With that being said, an old school pen and paper can boost learning and comprehension better in some situations. According to researchers at Princeton University and UCLA, students who took down notes by hand listened more actively and retained important concepts more effectively, compared to those who mindlessly transcribed during classes.

“We show that whereas taking more notes can be beneficial, laptop note takers’ tendency to transcribe lectures verbatim rather than processing information and reframing it in their own words is detrimental to learning,” says a Princeton University psychology professor.

While trekking to Everest base camp, I took notes of our adventures each day in Chinese pinyin.

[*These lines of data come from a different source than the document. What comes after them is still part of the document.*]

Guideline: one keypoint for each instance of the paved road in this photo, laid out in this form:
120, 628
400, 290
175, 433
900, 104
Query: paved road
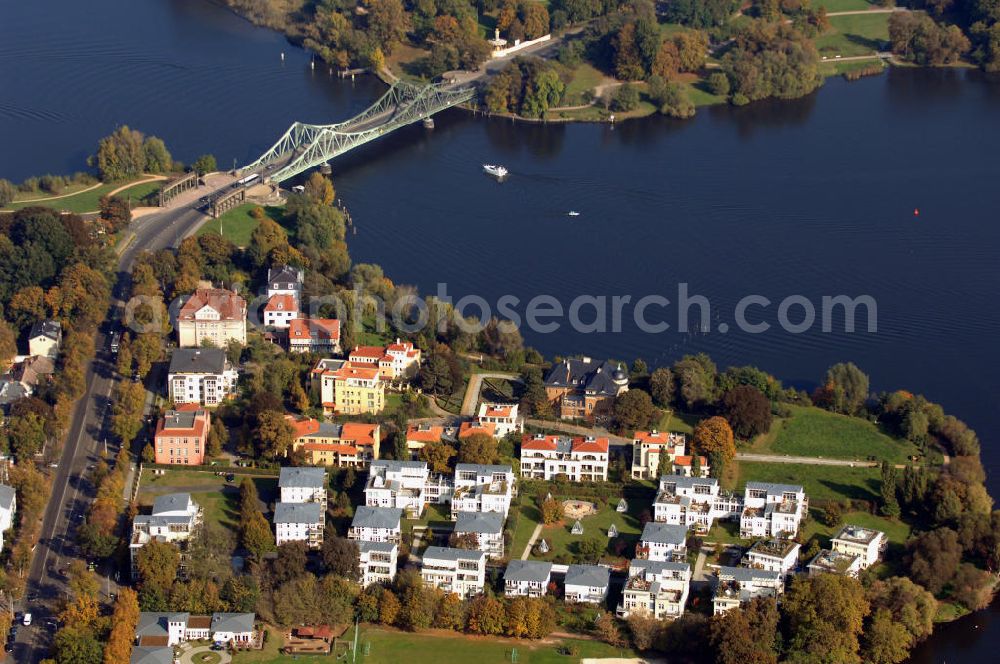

It was a tough but fun way to practice Chinese while I was away.

The bottom line…take notes in the language you’re trying to learn, it helps and costs nothing.

3. Learn actively and passively.

While at the classroom, you proactively learn grammatical technicalities and you perform exercises that will improve your writing and speaking abilities. If you’re not behind a desk or a laptop, using flash cards is a cheap, simple and portable technique that can teach you new phrases and definitions without the rigidity of a formal setting. While learning Chinese characters, flashcards were a huge help for me.

Beyond one-on-one tutoring or group classes, you should also be supplementing your efforts while doing regular activities.

An enjoyable way to boost your efforts is watching foreign films with subtitles. It’s an efficient method that not only introduces you to the language, but also lets you discover the country’s culture as well. I can’t tell you how many Chinese friends of mine learned English through watching pirated English language DVDs that weren’t otherwise available on the open market. Watching scenes while reading subtitles helps you better contextualize and imagine how certain words are used in colloquial conversations.

Listening to music is another interesting activity you can do to supplement your learning. You can do it on your commute to work, or while doing your workout or taking a leisurely stroll at the park. Lyrics of foreign language songs can help you expand your vocabulary. You can kick it up a notch by singing the lyrics yourself, and mimicking the way the artists have pronounced the words in the songs on your playlist.

4. Surround yourself with native speakers.

While doing the above language learning methods, you should also keep those conversations going in daily life situations. Mastering the technicalities of a new language is only part of the journey.

If you decided to move abroad, making friends with native speakers in your neighborhood, doing activities outside of the house such as going to the local market, getting a haircut or eating at a café can all compel you to apply what you learned in the classroom into the real world. Hours of awkward and strenuous conversations with a local can motivate you to process, rather than memorize words and phrases in a rigid manner. Actual human and social experiences help you better contextualize and associate words with emotions attached to them.

Now trying all of these tips can seem overwhelming. But once you’re ordering your favorite dish at a hole-in-the wall restaurant in Beijing or São Paulo without using your worn out pocket dictionary, or enjoying a foreign film free of subtitles, you’ll know that all the hard work was worth it.